The smallest and largest Gulf Arab oil producers are vulnerable to the rapid drop in crude prices since last summer despite substantial surplus revenue cushions they amassed during a six-year rally in oil prices, the ratings agency said.
“We believe these sovereigns’ high index score stems from the relative focus of these countries’ economies, exports, and revenue streams on hydrocarbons, which in the case of Saudi Arabia outweighs ... the impact of a significant fiscal buffer,” S&P said in the report.
Nigeria and Oman rounded off S&P’s top five most-vulnerable states, while Kuwait, the world’s third-biggest oil exporter, ranked sixth, and top global liquefied natural gas exporter Qatar came in eighth.
Abu Dhabi, holder of bulk of United Arab Emirates oil reserves, ranked 13th. Non-oil sectors contribute to more than 60 percent of UAE GDP. Among the oil producers, Cameroon and Norway were reported as the least vulnerable to oil price fluctuations.
Standard & Poor’s new ranking indicates the overall degree of exposure particular countries have to oil prices, taking into account the relationship between oil prices and a country’s economy, public finances, and external accounts.
A heavy concentration of economic activity in the hydrocarbons sector naturally tends to raise a country’s vulnerability to a sharp fall in oil prices. Similarly, a greater concentration in exports of oil or gas products tends to render a country’s external revenues more vulnerable to falls in oil prices. Countries where the state has near total control of the hydrocarbons industry, and therefore benefits most from the hydrocarbons revenues, are also those countries which tend to be most vulnerable to a fall in oil prices.
The S&P report once again underlines the reliance of oil producers on their sole export — the crude. All the glitter that one witnesses today in the oil rich region from Riyadh to Abu Dhabi and Doha to Kuwait is to a large extent dependent on the marketability of black gold. Most of these economies are still single product economies.
But the traffic is definitely not one way. The world too depends upon and looks at them for bailing out the crude driven civilization when required. As crude markets, started touching one peak after the other mid last year, the spotlight was on oil producers to provide crude to the world at reasonable prices.

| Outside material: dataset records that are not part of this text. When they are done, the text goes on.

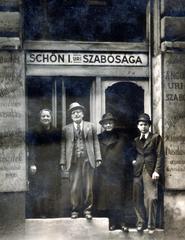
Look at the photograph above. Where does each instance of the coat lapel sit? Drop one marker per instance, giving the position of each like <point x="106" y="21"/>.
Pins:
<point x="71" y="132"/>
<point x="108" y="140"/>
<point x="86" y="128"/>
<point x="148" y="139"/>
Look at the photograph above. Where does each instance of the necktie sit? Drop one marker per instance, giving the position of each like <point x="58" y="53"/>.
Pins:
<point x="143" y="139"/>
<point x="78" y="129"/>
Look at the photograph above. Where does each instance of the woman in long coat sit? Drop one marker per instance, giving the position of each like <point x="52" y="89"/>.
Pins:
<point x="44" y="168"/>
<point x="111" y="174"/>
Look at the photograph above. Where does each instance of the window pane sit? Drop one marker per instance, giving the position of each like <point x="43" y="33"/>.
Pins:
<point x="85" y="20"/>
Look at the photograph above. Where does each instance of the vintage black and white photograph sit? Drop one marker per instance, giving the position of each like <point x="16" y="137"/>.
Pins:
<point x="92" y="119"/>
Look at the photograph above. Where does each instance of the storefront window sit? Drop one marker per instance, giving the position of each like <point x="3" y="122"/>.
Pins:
<point x="85" y="20"/>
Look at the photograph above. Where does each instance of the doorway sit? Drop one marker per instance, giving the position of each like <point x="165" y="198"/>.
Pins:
<point x="56" y="94"/>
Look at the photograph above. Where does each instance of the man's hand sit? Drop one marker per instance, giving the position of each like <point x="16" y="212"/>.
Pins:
<point x="155" y="176"/>
<point x="134" y="162"/>
<point x="33" y="169"/>
<point x="62" y="167"/>
<point x="98" y="163"/>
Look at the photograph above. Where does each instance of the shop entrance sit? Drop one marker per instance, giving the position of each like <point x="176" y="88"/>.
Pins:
<point x="124" y="99"/>
<point x="56" y="94"/>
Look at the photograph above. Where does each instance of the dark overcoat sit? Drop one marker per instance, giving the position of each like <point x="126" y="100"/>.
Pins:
<point x="110" y="179"/>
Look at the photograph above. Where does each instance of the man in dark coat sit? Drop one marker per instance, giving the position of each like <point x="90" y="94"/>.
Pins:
<point x="148" y="169"/>
<point x="111" y="174"/>
<point x="80" y="154"/>
<point x="43" y="166"/>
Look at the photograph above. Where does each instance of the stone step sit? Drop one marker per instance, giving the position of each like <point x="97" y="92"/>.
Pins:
<point x="66" y="228"/>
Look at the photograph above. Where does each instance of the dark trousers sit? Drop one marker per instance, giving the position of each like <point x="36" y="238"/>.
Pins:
<point x="81" y="183"/>
<point x="145" y="195"/>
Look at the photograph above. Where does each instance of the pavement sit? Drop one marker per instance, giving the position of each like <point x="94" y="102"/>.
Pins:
<point x="75" y="229"/>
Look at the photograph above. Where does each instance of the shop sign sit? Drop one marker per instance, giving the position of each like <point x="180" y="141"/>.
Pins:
<point x="94" y="59"/>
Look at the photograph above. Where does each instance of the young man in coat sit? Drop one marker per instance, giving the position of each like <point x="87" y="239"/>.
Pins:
<point x="111" y="174"/>
<point x="80" y="154"/>
<point x="148" y="169"/>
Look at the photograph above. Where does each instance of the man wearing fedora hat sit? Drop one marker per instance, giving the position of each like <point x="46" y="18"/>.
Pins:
<point x="111" y="174"/>
<point x="80" y="154"/>
<point x="148" y="169"/>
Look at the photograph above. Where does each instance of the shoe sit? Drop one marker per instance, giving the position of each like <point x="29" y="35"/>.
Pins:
<point x="151" y="230"/>
<point x="124" y="228"/>
<point x="74" y="215"/>
<point x="140" y="228"/>
<point x="112" y="227"/>
<point x="88" y="216"/>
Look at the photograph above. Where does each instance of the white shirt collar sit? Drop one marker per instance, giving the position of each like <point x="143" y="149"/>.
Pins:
<point x="146" y="135"/>
<point x="81" y="125"/>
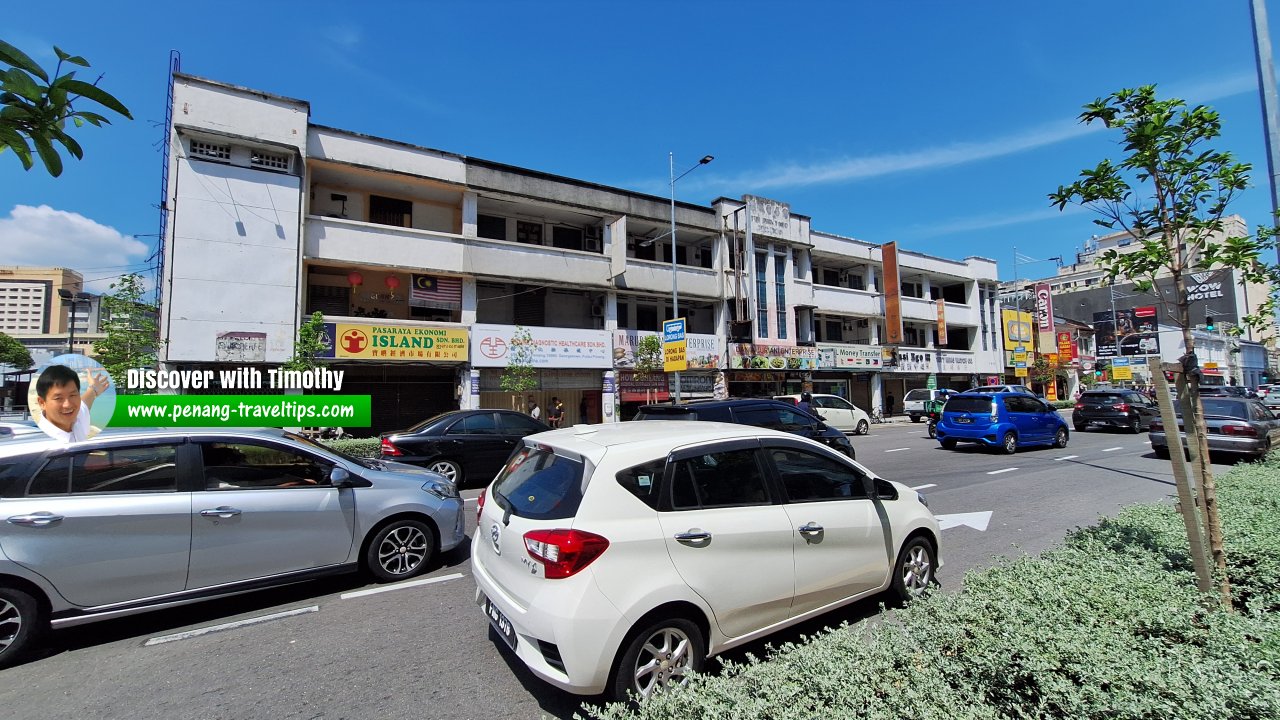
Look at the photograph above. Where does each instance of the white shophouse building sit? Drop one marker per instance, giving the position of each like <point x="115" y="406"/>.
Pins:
<point x="425" y="263"/>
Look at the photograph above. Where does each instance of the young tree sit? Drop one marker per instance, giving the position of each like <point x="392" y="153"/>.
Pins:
<point x="309" y="345"/>
<point x="33" y="108"/>
<point x="520" y="377"/>
<point x="1170" y="191"/>
<point x="13" y="352"/>
<point x="132" y="335"/>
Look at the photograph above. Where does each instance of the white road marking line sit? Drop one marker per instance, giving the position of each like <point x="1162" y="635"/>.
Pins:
<point x="401" y="586"/>
<point x="231" y="625"/>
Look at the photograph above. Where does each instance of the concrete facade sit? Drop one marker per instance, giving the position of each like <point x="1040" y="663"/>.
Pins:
<point x="274" y="217"/>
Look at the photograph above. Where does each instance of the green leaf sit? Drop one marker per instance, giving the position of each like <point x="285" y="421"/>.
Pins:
<point x="53" y="162"/>
<point x="16" y="58"/>
<point x="97" y="95"/>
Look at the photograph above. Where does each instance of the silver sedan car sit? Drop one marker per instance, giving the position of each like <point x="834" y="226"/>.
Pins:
<point x="135" y="520"/>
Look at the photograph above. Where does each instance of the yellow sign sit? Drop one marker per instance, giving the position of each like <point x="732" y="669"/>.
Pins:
<point x="673" y="346"/>
<point x="398" y="342"/>
<point x="1018" y="328"/>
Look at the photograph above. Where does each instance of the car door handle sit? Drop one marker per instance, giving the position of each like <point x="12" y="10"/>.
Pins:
<point x="36" y="519"/>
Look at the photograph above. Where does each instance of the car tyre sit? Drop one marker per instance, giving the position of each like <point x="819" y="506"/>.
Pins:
<point x="913" y="573"/>
<point x="1009" y="443"/>
<point x="451" y="469"/>
<point x="21" y="623"/>
<point x="1060" y="438"/>
<point x="661" y="655"/>
<point x="400" y="550"/>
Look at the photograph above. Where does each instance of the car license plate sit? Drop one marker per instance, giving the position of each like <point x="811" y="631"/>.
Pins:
<point x="499" y="623"/>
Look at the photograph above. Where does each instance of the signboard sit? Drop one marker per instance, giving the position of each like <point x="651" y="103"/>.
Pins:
<point x="1120" y="369"/>
<point x="241" y="347"/>
<point x="553" y="347"/>
<point x="1045" y="314"/>
<point x="850" y="356"/>
<point x="369" y="341"/>
<point x="942" y="322"/>
<point x="892" y="295"/>
<point x="703" y="351"/>
<point x="673" y="346"/>
<point x="1134" y="332"/>
<point x="1018" y="328"/>
<point x="758" y="356"/>
<point x="768" y="217"/>
<point x="1065" y="347"/>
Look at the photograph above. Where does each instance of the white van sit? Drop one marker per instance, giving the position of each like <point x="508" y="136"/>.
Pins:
<point x="914" y="401"/>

And the producers, definitely lacking in the political clout as compared to the industrialized world, had to give in. But when the prices start getting to new lows, endangering the very future of the industry, and their respective economies, all the calls for ‘fair pricing’ apparently were seen falling on deaf ears.
Is that fair? Lack of political strength is causing the producers to compromise on their national interests at the altar of the demands of the developed, more powerful world — indeed an issue of might is right.